To be fair to Mr Norton, he is quoted in the timesonline as saying

Truly, honestly, I have no ambition to inhabit this world permanently. Theatregoers can relax, I promise. I’ll do this one thing and then I’ll p*** off again.

Now if a talented lead happened to be on your agenda, and none fit your bill, you could always create a talent contest and broadcast it across the nation in which everyone in every county, in every riding, in every parish with a television and nothing better to do with their time could bask in the brutal elmination of talentless punters as the one diamond emerged from the merry-go-round of round after round until a real talent is found and the whole nation has casting couched itself for the sake of a failed Austrian nun who can turn curtains into clothes, a family of unsung children into a polyphonic chorus of goats, and a widower into a groom. Ahhh Maria, the most beautiful sound I ever heard, Maria.

This clever marketting ploy and admirably original use of the talent quest format also serves to ensnare the public. Ask ole widow Schnorton if she's seen the local musical society's Pirates yet and she's bound to ask who's in it? As the village postmistress, there will not be a name in town she doesn't know, but was she aware of their hidden talents? Did she know that the local butcher was butcher than all the pirates that snuck onto the coast of Penzance that night, or that the local constable truly believed that a policeman's lot is not a nappy one? These questions and more can be answered by getting oneself down to the local playhouse and seeing the very people from your quotidian life.

So if the global village is collecctively rooting for the next Maria, we all know and love the one who eventually gets the guernsey. Nobody need ask Who's in it I know?, as we all became intimate with her through the great medium of television. And the internet. We're hooked, lined and sinkered. This personal familiarity lies at the heart of local productions.
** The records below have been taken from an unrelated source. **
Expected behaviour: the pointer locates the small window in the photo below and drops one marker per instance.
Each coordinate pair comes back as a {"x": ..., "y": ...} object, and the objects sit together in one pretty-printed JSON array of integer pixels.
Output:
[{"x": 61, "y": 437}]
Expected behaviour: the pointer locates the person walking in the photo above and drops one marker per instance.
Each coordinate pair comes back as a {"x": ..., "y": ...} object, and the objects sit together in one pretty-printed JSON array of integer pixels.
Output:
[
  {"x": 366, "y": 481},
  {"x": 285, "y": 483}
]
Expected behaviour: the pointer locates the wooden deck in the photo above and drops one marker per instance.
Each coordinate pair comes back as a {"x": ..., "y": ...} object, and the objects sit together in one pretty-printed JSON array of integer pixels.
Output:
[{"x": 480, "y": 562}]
Such a pity then that the producers of La Cage didn't elect a more talent-based approach to casting it. Not one of yesterday's matinee cast is worth my bucks to see again. The only exception is one of the chorus boys who also chorused in London's The Producers a few years ago – a remarkably good singer and dancer, with a magnificent physique and exquistely handsome face. He's holding the tray in Keep it Gay from that production. But why should the most noticeable creature on stage be a mere chorus boy? Whose fault is it that he outshone everyone else?


La Cage has an extemely well-written book, thank you Mr Fierstein, a la the good ole musicals which being amateur musical society proof should have been a doddle for professionals. La Cage takes you into its sordid world of drag show homosexuality in which a middle-aged gay couple have brought up an unhomo son in a Riviera night club. Ooh la la! By the end of the show when the curtain falls on Albin and Georges in a long kiss, there can't be a single knife-weilding, beer swigging, shaven headed neo-Nazi in the audience who isn't rooting for gay love. Even they must grasp I am what I am. How perverse, how impossible, how Fwench. Mais oui, we have to hand it to zem.

Amateur musical societies can usually come up with a chorus larger than six and a band exceeding 5, and sets and costumes made with love and care and designed with flare. Yesterday's performance was stingy in every imaginable way except for the ticket prices. Nobody needed Grrrrraham Norton's crap singing and lack of stage presence, nor any of the cast's lack of elan. With the single exception of the chorus boy choreography, London's Playhouse was by and large a pazzazz free zone.